In a pre-close trading update related to the six-month period ended 31 October 2019, the London-headquartered packaging giant said business trends “have remained consistent” with its previous update, released last month.
The group said it anticipates good margin progression in the period, consistent with its upgraded target of 10% to 12% return on sales.
It said this reflects strong pricing discipline and cost improvements together with modest box volume growth, as ongoing macro-economic uncertainty continues to impact volumes in some markets, particularly those economies with significant export-led market exposure, such as Germany.
New business wins in Europe and the US, together with the group’s FMCG and e-commerce customer focus, give it confidence in progressive volume growth during H2, and the company’s greenfield packaging plant in Indiana will start production by the end of the calendar year.
The group said this will “significantly enhance” its packaging customer offering and result in a more balanced paper position in the US, as well as supporting improved profitability by reducing its sales to the export market, which is currently experiencing lower pricing.

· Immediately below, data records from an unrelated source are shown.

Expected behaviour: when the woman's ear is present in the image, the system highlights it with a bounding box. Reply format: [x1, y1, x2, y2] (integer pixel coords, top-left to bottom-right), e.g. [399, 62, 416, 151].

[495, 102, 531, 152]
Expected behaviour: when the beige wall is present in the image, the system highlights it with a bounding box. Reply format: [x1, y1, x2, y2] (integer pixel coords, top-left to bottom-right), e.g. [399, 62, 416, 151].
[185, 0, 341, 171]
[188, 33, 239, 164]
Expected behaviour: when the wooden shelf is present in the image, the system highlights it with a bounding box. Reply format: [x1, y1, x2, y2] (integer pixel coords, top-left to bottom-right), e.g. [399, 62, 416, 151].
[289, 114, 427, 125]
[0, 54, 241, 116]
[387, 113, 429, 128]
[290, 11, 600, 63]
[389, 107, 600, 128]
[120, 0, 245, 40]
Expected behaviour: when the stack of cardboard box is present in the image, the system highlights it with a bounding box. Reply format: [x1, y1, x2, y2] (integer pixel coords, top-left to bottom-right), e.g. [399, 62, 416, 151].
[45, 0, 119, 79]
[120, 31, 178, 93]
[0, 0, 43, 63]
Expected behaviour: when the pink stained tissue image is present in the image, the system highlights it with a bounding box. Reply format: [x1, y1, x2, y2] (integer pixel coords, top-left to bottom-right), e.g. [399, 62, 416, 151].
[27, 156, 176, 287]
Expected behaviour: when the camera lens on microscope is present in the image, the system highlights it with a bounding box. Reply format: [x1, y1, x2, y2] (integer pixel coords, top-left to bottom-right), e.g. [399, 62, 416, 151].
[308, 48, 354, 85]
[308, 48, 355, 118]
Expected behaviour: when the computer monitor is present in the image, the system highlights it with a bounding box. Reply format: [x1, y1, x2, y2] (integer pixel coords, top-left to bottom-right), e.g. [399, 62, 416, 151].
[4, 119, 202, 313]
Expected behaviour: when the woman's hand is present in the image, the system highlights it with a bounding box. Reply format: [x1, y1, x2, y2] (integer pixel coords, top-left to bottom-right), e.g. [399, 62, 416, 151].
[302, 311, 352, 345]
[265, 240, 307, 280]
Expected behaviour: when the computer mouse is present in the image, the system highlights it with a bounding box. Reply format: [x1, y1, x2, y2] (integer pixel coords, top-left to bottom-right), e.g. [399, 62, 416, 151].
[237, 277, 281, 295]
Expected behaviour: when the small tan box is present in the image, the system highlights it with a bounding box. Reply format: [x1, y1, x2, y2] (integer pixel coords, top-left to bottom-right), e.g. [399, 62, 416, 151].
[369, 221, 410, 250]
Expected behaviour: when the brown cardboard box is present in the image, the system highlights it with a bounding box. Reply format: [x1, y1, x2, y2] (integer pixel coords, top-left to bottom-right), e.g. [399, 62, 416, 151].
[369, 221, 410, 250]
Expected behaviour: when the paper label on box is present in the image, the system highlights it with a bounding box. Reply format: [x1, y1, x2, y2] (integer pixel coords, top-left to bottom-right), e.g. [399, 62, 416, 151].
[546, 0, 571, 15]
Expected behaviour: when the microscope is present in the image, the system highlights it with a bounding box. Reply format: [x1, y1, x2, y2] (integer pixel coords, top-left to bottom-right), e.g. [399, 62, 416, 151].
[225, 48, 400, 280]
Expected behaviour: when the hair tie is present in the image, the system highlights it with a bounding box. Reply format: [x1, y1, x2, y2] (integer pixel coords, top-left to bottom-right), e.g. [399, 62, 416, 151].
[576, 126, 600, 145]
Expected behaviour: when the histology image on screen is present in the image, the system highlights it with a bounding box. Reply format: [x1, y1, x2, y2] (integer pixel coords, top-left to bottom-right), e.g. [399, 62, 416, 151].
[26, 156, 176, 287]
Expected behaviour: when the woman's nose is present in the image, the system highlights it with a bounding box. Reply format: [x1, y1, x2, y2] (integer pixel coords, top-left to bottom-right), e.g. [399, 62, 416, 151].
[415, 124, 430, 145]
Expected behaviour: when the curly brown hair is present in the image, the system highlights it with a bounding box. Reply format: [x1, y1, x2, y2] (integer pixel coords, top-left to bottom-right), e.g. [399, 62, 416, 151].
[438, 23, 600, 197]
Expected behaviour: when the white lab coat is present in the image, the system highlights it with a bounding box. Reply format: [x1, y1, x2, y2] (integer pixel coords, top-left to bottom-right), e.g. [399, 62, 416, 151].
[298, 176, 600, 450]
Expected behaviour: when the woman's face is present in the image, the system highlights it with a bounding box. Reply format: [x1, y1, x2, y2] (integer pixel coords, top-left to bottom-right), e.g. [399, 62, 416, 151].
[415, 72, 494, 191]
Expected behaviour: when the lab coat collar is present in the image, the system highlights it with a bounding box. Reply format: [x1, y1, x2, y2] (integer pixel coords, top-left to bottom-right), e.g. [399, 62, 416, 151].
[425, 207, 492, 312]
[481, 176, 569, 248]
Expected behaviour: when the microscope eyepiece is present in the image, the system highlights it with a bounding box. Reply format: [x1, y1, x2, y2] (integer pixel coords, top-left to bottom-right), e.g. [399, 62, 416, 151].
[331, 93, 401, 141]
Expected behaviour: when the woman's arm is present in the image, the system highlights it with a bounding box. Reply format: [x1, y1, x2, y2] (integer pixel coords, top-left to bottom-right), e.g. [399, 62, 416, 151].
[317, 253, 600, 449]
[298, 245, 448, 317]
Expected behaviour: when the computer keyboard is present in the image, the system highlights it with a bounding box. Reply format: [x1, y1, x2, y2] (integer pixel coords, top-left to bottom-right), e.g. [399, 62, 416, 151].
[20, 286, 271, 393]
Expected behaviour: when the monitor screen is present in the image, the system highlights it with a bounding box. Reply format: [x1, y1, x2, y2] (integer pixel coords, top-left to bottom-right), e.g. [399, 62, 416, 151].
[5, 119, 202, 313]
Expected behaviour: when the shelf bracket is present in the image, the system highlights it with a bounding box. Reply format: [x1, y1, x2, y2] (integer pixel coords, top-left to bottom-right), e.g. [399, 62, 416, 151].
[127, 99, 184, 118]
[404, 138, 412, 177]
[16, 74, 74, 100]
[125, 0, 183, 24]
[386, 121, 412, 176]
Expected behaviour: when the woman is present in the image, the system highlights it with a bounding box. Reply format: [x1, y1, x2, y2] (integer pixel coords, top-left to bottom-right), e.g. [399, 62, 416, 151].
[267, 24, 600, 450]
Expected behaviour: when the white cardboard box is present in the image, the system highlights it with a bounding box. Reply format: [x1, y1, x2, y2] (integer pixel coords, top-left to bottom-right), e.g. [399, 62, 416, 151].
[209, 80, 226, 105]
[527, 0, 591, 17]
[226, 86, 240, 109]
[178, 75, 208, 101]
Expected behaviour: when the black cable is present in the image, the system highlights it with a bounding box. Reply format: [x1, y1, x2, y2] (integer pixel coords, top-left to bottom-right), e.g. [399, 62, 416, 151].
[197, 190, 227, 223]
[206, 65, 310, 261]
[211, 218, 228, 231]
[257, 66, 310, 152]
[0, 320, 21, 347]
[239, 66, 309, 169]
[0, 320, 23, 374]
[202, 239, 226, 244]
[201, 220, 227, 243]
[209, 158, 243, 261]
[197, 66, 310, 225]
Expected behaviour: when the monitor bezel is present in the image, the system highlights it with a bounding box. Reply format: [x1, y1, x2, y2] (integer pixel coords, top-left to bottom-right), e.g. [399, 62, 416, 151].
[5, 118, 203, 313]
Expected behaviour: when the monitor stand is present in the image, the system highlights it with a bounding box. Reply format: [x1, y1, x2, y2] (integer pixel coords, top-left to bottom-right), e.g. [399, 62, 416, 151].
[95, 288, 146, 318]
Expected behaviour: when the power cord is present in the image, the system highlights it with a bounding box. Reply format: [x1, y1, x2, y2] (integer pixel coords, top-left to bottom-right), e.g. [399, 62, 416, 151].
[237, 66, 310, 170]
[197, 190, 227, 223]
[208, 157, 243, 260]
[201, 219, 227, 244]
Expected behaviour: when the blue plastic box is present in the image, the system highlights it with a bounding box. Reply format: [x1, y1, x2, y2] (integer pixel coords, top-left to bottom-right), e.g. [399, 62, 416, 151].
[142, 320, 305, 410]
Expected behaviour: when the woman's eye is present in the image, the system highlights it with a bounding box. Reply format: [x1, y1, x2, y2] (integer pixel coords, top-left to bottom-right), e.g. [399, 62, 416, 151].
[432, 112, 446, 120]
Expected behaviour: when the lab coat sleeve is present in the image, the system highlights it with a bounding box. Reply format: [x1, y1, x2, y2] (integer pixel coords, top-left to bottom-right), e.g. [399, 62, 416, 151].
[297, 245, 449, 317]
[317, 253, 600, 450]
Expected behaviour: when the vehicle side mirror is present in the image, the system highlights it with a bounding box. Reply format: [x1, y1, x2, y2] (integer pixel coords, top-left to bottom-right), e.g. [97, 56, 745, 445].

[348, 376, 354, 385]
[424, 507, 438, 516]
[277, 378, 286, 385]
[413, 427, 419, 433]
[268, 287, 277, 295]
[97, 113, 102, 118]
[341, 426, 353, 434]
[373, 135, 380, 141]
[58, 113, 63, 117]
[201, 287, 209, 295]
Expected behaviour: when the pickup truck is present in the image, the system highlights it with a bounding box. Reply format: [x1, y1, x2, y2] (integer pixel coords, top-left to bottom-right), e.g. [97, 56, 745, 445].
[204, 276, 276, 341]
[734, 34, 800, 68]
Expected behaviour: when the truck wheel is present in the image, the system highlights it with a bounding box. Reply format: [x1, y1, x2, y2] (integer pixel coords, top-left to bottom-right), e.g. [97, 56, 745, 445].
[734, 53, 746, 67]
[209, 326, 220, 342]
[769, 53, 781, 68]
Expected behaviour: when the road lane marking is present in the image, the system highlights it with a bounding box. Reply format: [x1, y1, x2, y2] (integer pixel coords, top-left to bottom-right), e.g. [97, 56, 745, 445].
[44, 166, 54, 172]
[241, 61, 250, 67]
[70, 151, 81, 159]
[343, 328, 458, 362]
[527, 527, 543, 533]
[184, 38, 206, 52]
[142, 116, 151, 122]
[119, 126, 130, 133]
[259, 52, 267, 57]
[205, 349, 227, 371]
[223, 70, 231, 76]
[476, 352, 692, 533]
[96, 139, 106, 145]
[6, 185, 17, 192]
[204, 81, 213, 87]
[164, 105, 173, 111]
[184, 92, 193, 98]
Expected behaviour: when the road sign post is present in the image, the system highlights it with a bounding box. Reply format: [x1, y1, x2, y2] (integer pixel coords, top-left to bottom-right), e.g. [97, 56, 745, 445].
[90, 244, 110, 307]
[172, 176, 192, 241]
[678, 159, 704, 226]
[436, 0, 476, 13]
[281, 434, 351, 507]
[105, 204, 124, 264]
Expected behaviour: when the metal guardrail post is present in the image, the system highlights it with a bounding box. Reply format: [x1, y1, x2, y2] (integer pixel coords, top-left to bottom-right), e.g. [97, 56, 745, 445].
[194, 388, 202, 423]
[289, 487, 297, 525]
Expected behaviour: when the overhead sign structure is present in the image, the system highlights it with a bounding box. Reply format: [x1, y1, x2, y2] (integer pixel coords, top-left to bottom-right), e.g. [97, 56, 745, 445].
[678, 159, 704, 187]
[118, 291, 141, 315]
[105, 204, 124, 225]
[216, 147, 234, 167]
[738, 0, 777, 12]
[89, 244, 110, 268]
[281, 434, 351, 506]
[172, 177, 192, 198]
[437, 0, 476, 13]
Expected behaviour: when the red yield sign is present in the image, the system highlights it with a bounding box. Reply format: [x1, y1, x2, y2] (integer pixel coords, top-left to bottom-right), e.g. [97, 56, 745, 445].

The company added progress with the integration of Europac “has been excellent” and reiterated that it expects completion of the disposal of its Plastics division, with anticipated net proceeds of around £400m, around the end of this calendar year.
Group chief executive Miles Roberts said: “I am pleased with the performance of the group in the first half, demonstrating the resilience of the business.
“We remain excited by the medium-term underlying drivers of demand for our sustainable corrugated packaging and our leading offerings for FMCG and e-commerce customers give us confidence of volume and market share growth going forward.
“While we expect ongoing economic uncertainty to continue to drive input cost volatility, our focus on pricing and margin, together with cash generation and the opportunities for further cost and asset efficiency improvements, supports our expectation of further good progress in the year.”
DS Smith’s share price dropped by 1.6% in early trading, to 351.4p, but had recovered to 358.2p at the time of writing.